As a celebrity, you always have an event to go to. I’m not a celebrity, but I know how this works. You have an event every single night. Whether it’s a charity gala, or a movie premiere, or just a night home Instagramming selfies. Because even if you do end up home alone, you get to do it in your home, so it’s an event.

Your home probably has an outdoor kitchen. And food in the fridge. And clean surfaces. You know, the PERKS that come with being a celeb. What I’m saying is loneliness feels like a present when it comes in a nice package.

What You Get In The Mail on Valentine’s Day:

For a nolebrity, that’s an easy answer. Nothing. Nothing out of the ordinary, I should say. Sure, the Anthropologie catalog might happen to show up on that day, but that’s just a coincidence. Don’t you dare try to read into that timing. Anthropologie does not love you back. It doesn’t. Stop it. It doesn’t.

At your age, you can’t even hope for the platonic Valentine’s Day card. You know what I’m talking about. The one that Matthew Sanders put on your desk in 4th Grade that said “Hey Valentine, You Rock!” with a picture of an off-brand super hero punching the air. And you knew you knew you knew that was the most un-romantic option in the whole punch-out sheet and he gave it to you for a reason, but still, it was a Valentine from Matthew Sanders, so it could be worse.

Yeah, those don’t exist anymore.

But as a celebrity, every mail day is a payday. First, I mean that quite literally. You get residual checks all the time and you probably will get one on Valentine’s Day. So that’s great. You are actually getting money on Valentine’s Day.
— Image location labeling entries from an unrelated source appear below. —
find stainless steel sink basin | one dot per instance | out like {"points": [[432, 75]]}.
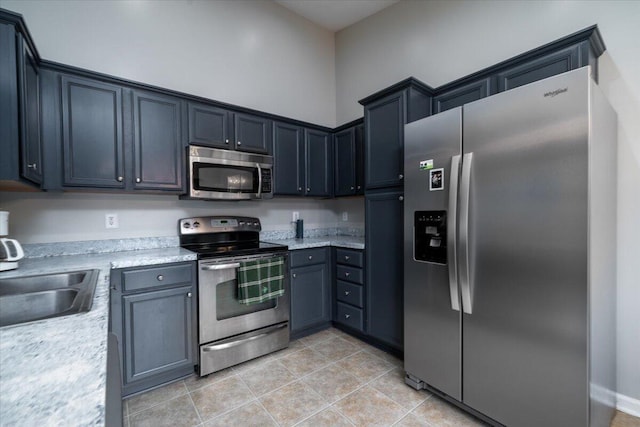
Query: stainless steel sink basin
{"points": [[25, 299]]}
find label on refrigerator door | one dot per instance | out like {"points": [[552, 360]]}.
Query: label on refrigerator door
{"points": [[426, 164], [436, 179]]}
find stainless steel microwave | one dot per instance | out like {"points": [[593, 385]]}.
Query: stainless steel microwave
{"points": [[216, 174]]}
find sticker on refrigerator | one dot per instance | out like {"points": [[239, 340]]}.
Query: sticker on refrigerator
{"points": [[436, 179], [426, 164]]}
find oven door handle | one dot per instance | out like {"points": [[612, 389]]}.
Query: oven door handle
{"points": [[235, 341], [220, 266]]}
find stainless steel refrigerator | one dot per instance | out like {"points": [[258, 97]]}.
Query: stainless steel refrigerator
{"points": [[510, 254]]}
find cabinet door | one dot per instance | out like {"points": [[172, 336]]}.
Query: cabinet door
{"points": [[310, 296], [319, 163], [209, 126], [30, 122], [158, 149], [384, 126], [288, 159], [384, 267], [252, 133], [345, 162], [359, 139], [540, 68], [461, 95], [93, 149], [157, 332]]}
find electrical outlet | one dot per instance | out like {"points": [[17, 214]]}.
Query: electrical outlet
{"points": [[111, 221]]}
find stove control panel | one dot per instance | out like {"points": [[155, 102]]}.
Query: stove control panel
{"points": [[217, 224]]}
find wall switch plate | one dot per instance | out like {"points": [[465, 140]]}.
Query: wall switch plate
{"points": [[111, 221]]}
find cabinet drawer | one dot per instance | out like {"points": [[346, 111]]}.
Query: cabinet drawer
{"points": [[302, 257], [350, 274], [156, 276], [350, 316], [349, 293], [349, 257]]}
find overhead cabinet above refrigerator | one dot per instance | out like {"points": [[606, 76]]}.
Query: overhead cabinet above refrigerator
{"points": [[509, 244]]}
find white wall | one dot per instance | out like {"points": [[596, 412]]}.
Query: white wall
{"points": [[440, 41], [256, 54], [65, 217]]}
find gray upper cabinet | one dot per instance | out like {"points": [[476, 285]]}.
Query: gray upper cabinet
{"points": [[20, 138], [384, 130], [252, 133], [348, 161], [29, 73], [460, 95], [319, 163], [92, 133], [153, 315], [384, 267], [539, 68], [209, 126], [288, 159], [158, 148], [303, 161]]}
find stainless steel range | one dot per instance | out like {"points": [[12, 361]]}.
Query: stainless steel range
{"points": [[231, 332]]}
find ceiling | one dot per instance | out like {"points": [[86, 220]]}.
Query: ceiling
{"points": [[335, 15]]}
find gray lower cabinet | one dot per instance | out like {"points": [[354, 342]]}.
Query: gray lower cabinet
{"points": [[310, 290], [384, 266], [153, 315], [350, 292]]}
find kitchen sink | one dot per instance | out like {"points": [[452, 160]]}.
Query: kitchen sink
{"points": [[25, 299]]}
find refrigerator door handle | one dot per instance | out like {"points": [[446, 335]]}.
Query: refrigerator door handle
{"points": [[452, 237], [465, 279]]}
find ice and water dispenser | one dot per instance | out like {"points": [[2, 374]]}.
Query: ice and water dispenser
{"points": [[430, 239]]}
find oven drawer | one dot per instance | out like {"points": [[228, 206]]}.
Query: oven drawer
{"points": [[228, 352], [302, 257], [349, 316], [349, 273], [349, 257], [349, 293], [150, 277]]}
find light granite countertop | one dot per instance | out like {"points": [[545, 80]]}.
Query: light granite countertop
{"points": [[53, 371], [317, 242]]}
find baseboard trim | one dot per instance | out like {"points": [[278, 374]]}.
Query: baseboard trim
{"points": [[628, 404]]}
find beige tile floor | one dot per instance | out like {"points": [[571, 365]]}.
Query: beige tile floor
{"points": [[326, 379]]}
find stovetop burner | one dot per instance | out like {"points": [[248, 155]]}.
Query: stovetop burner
{"points": [[217, 236]]}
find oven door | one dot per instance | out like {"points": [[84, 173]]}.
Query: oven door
{"points": [[220, 314]]}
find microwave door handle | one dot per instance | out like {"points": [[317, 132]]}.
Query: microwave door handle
{"points": [[259, 180], [220, 266]]}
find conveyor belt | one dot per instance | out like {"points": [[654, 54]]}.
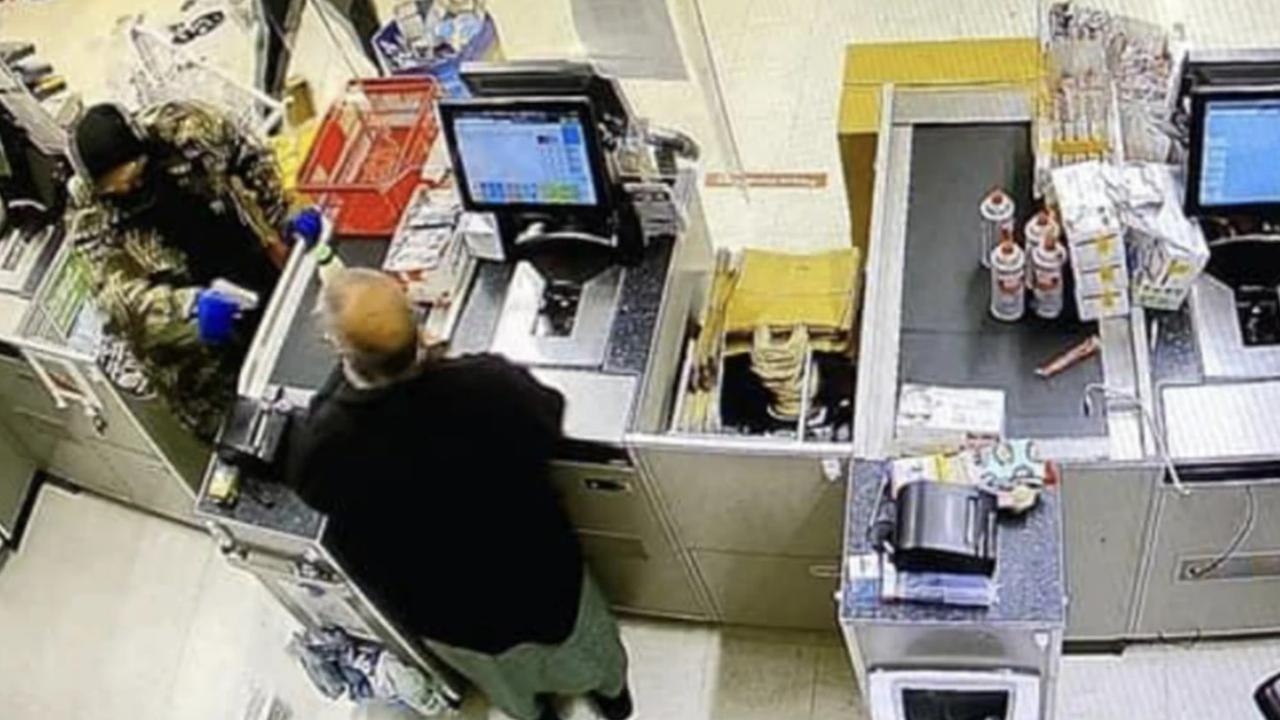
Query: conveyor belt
{"points": [[306, 360], [949, 337]]}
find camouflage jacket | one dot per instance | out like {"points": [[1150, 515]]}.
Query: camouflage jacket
{"points": [[145, 285]]}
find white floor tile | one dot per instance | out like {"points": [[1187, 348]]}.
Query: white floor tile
{"points": [[763, 675]]}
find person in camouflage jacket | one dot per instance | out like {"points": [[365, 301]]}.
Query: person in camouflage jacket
{"points": [[182, 199]]}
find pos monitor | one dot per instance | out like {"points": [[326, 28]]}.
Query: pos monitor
{"points": [[1234, 156], [530, 160]]}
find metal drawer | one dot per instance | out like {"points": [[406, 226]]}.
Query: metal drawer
{"points": [[640, 577], [151, 484], [37, 432], [1240, 595], [81, 463], [737, 501], [602, 497], [775, 592]]}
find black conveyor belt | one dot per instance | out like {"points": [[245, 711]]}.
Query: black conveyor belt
{"points": [[949, 336], [306, 360]]}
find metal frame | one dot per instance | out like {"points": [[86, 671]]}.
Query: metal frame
{"points": [[1125, 368]]}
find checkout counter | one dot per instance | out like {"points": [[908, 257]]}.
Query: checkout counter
{"points": [[60, 411], [1157, 528], [723, 528]]}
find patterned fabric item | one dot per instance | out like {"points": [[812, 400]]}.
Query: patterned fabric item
{"points": [[590, 660], [144, 282]]}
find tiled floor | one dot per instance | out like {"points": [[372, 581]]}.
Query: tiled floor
{"points": [[106, 614]]}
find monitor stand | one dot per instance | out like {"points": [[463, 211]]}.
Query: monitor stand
{"points": [[525, 233]]}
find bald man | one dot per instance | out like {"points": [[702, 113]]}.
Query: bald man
{"points": [[434, 477]]}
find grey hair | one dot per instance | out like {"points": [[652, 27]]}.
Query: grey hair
{"points": [[371, 367]]}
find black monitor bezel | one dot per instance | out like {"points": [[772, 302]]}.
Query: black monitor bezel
{"points": [[1193, 203], [602, 178]]}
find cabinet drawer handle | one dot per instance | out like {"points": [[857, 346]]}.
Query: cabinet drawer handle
{"points": [[828, 572], [599, 484]]}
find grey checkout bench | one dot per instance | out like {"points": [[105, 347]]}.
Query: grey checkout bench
{"points": [[625, 537], [1133, 538]]}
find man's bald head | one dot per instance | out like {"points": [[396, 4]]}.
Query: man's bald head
{"points": [[370, 319]]}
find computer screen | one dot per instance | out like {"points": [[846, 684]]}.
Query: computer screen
{"points": [[1240, 153], [525, 155]]}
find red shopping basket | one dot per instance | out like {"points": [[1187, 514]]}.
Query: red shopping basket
{"points": [[369, 153]]}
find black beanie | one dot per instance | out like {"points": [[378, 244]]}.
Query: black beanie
{"points": [[105, 140]]}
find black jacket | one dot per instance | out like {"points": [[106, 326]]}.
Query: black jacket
{"points": [[439, 504]]}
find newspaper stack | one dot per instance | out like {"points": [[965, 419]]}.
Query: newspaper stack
{"points": [[946, 419]]}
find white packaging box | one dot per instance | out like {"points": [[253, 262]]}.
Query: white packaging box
{"points": [[1101, 281], [1095, 253], [1168, 249], [1105, 305], [1084, 203]]}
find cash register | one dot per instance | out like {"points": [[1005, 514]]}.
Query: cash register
{"points": [[1233, 188], [542, 156]]}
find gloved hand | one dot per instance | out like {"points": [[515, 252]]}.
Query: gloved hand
{"points": [[215, 317], [306, 226]]}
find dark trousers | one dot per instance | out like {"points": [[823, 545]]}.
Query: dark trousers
{"points": [[283, 17]]}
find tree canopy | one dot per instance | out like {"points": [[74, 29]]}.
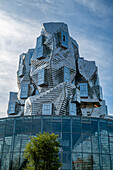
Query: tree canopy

But aside from that, you probably get something exciting every day. A freebie from a designer, fan mail, some new sheets. (I assume celebrities order new sheets every time theirs get dirty.) You will get a “gift” even if it’s not a gift. And that makes it better for you than for us.

I hope I don’t sound insensitive when I say I assume even the most insurmountable feelings of loneliness must feel better when you’re a celebrity. Because you’re feeling them in really great cashmere. And that counts for a lot.